Function calculate_stats goes through provided file line by line (we use iterate to avoid loading whole file into memory as it weights over 12GB) and parses it into weather station string and a temperature measurement float.

Parsed data is aggregated in a stats dictionary which maps weather stations to dictionary with its statistics (min, max, sum and count). Sum and count will be later used for calculating average (so that we don’t have to store a list with all measurements for calculating mean value).

If weather station already exists, we use built-in min and max functions to determine if parsed temperature is smaller/greater than the values we already have and we increment the sum and count values. Otherwise, we instantiate a dictionary filled with parsed temperature value and count = 1.

print_stats function prints the aggregated results in the format that is expected by 1BR challenge.

Installing PyPy

I use pyenv for managing multiple Python versions on my local machine.

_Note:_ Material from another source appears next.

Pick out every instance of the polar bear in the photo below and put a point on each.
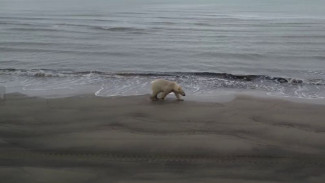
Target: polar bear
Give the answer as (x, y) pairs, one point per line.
(166, 87)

To see available pypy versions, type:

pyenv install -l | grep pypy

I’ll use pypy3.9-7.3.11 for this experiment:

pyenv install pypy3.9-7.3.11

Let’s make it our local version:

pyenv local pypy3.9-7.3.11

And it’s ready:

$ pypy
Python 3.9.16 (feeb267ead3e6771d3f2f49b83e1894839f64fb7, Dec 29 2022, 15:36:58)
[PyPy 7.3.11 with GCC Apple LLVM 13.1.6 (clang-1316.0.21.2.5)] on darwin
Type "help", "copyright", "credits" or "license" for more information.

Results

I am using a Mac Book Pro 2019 with 2,6 GHz 6-Core Intel Core i7 processor (12 cores) and 16GB of RAM.

For comparing CPython and PyPy, I used 3.9 versions for both implementations. On top of that, I executed the same code using Python 3.120a4 (just to check how noticeable are the performance improvements added in 3.11)

Besides Python executions, I also tested the baseline Java application available in 1BR repo (there’s no point to compare it against Python runs as the code is different - it’s here just out of my curiosity).

Results look as following:

interpreter/language	total time (seconds)
CPython (3.9)	1216
CPython (3.12)	1032
PyPy (3.9)	585
Java	216

And if put into a simple chart:

Chart of the execution time results

As you can see, PyPy’s execution time is 2 times faster when compared CPython 3.9 and 1.76 faster compared to CPython 3.12. Nice!

Can Python do better?

Definitely - see this solution. Reading file in chunks and processing chunks in separate process allowed author to go below 1 minute. Remember that execution time is dependent on the underlying hardware (processor speed, available cores) as my machine needed ~2.5 minutes to process 1 billion rows with this code.

(5/52) This is a 5th post for my blogging challenge (publishing 52 posts in 2024).